Dave snapped back to reality now as he saw that the town was the next exit on his right.  Although the exit was getting closer the speedometer needle slowly started to rise as the pure emotion of being so close started to flow through him.  As he took the exit he rounded the turn and could see the top of the chapel that Mrs. Withels, the caretaker at the orphanage, took him to every Sunday.  Going over the hill, on his left he saw the baseball field that him and Steve used to play on till it would get late into the evening.  Back then the field was brown and rocks took the place of sand in the infield compared now as the field looked green and a golden brown all the way across.   Continuing down the main road he ended up in what would be similar to a city’s downtown area filled with little shops and home town restaurants. 
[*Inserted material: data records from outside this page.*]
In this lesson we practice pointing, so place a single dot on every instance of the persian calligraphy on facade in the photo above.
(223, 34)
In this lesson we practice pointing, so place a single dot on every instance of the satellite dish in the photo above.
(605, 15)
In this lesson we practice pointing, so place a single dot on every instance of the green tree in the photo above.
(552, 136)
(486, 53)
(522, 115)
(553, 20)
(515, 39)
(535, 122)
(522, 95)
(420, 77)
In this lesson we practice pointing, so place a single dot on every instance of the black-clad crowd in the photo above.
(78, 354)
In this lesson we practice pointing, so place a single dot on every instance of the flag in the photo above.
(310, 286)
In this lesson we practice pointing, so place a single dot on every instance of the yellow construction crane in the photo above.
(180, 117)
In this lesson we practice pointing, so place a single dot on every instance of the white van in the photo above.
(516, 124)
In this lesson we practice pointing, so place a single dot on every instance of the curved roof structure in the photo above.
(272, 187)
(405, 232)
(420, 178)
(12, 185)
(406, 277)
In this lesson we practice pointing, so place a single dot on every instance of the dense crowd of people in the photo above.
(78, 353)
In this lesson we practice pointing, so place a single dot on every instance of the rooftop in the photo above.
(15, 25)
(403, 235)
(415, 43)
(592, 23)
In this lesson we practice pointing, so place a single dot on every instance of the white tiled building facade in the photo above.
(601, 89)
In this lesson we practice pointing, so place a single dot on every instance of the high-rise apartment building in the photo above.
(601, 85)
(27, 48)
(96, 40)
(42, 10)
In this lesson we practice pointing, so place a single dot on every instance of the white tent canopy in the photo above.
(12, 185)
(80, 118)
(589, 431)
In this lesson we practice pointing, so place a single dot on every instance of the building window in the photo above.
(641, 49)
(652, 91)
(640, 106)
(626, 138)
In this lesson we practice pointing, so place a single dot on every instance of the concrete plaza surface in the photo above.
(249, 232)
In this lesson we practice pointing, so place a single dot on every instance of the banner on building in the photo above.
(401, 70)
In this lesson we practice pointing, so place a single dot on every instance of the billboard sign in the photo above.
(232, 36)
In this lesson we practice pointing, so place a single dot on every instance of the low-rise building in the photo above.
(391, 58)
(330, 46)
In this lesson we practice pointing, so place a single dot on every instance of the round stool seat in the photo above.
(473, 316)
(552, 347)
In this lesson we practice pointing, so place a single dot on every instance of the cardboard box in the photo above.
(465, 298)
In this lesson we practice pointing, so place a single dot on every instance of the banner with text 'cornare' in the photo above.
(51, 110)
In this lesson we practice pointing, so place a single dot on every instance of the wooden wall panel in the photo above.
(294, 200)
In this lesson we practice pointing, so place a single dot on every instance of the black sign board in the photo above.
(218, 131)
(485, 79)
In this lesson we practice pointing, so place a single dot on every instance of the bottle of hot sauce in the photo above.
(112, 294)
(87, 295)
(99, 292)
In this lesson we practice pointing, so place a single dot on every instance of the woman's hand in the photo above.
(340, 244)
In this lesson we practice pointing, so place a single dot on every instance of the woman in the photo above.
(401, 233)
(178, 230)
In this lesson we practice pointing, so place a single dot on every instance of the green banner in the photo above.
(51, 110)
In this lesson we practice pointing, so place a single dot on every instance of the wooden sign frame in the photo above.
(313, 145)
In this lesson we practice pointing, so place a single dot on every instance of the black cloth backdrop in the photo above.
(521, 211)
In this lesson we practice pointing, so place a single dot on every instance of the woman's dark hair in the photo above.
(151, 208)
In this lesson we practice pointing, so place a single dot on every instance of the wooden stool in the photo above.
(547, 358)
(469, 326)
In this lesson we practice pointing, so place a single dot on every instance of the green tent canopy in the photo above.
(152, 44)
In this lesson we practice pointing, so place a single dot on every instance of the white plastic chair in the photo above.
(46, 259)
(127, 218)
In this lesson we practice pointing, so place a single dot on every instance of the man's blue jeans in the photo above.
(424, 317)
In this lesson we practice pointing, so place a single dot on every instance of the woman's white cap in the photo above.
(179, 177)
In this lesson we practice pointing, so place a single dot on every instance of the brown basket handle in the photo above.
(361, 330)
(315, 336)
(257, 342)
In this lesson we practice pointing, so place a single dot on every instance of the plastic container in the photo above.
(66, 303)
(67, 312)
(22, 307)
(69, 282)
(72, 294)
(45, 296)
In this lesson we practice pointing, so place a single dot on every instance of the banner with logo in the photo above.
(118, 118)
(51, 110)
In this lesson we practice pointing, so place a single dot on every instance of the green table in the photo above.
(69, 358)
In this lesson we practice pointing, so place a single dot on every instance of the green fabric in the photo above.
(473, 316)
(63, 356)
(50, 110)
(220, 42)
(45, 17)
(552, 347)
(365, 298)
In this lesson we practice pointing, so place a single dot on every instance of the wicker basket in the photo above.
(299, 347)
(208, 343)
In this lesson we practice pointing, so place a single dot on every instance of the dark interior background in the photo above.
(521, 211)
This was all very different,  magnificent though to Dave, having expected the town to be run down and empty.  In fact there seemed to be more people bustling about than whenever he was there.  It was time to find what he had come for, the little orphanage in which he had spent so very long in.   He was pretty sure it was the next left and a little ways down the street from there.  Before he could proceed though he noticed what seemed to be a big cement structure to his right.  Immediately parking the car he burst over to it.  It was a memorial to commemorate a man who had died in the war that seemed so very long ago.  As he ran his fingers across the raised metal grooves that spelled his name he started to breakdown.  As his eyes moved across the slab they caught another name, Steve Philips—In loving memory. 
Looking up he saw that he was in front of an industrial shop that read Phillips Tools and Supply.  Thinking there could only be one man with that name in a town this size he entered the store.  A short young man with blonde hair down to his shoulders was standing at the counter.  Turning to face Dave he saw that his name tag read Steve Phillips, but this could not be the boy he had grown up with. 
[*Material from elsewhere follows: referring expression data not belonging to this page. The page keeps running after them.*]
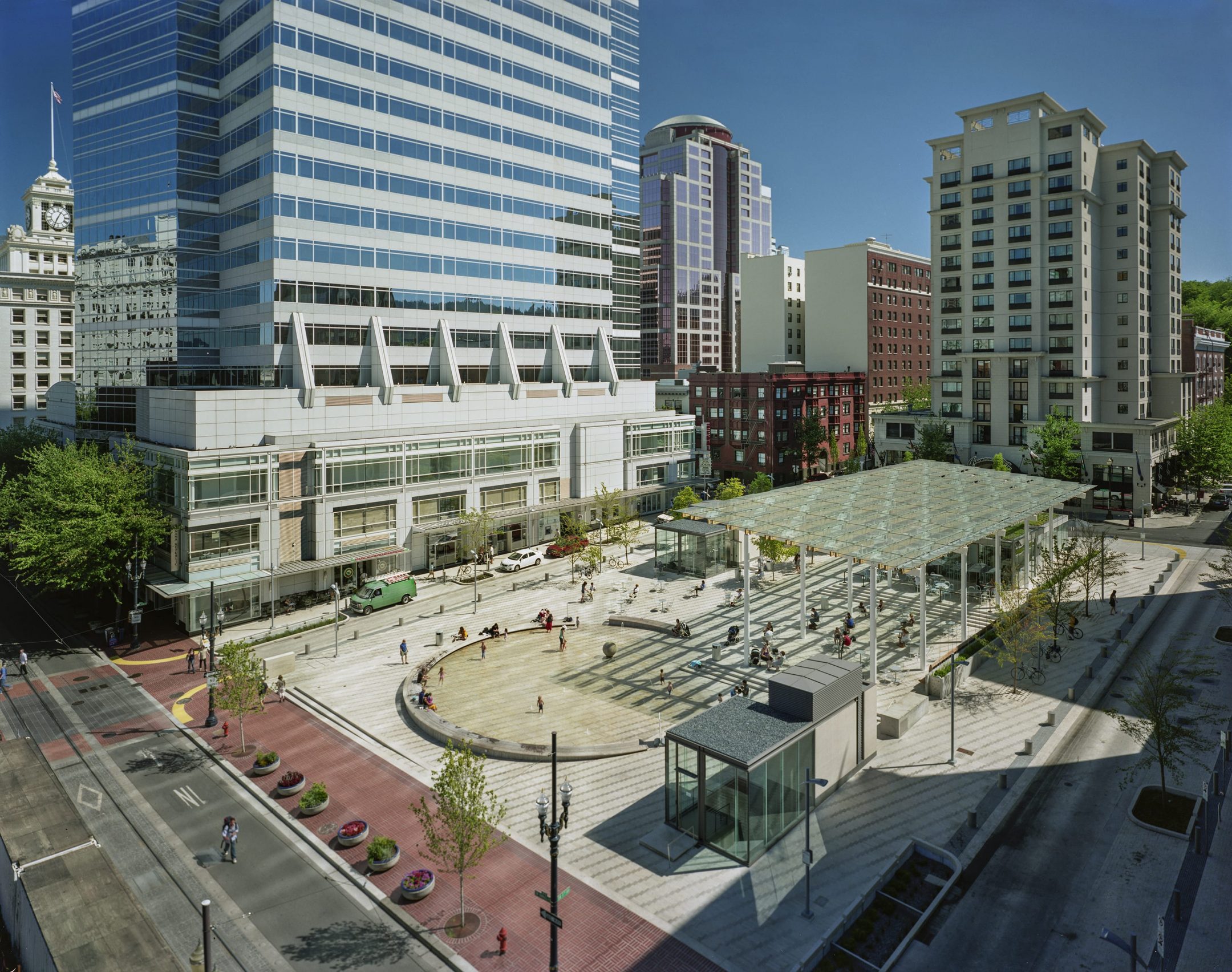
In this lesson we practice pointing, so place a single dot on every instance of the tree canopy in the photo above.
(1055, 448)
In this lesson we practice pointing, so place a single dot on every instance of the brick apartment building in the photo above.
(1203, 353)
(753, 419)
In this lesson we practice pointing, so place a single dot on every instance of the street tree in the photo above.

“Can I help you with something sir?” the boy asked.
Dave, without hesitation, asked who if his father was the one on the plaque outside the door.  The boy replied with a nod. 
Dave didn’t feel like hanging around any longer.  So he went back to his car and started to drive. Where, he did not know or care.  Everything he had ever known had been ripped from him, or he had given it up so easily to the point of having nothing left.  He did not belong here in this world where they thought he was a mere ghost and he felt no reason to try and live in the cold place where he once called home. As he drove he realized it was not the town itself that he hated, but his old life that he dreaded coming to terms with. He fell in love with that which causes every man to fall and it has ended up leaving him alone.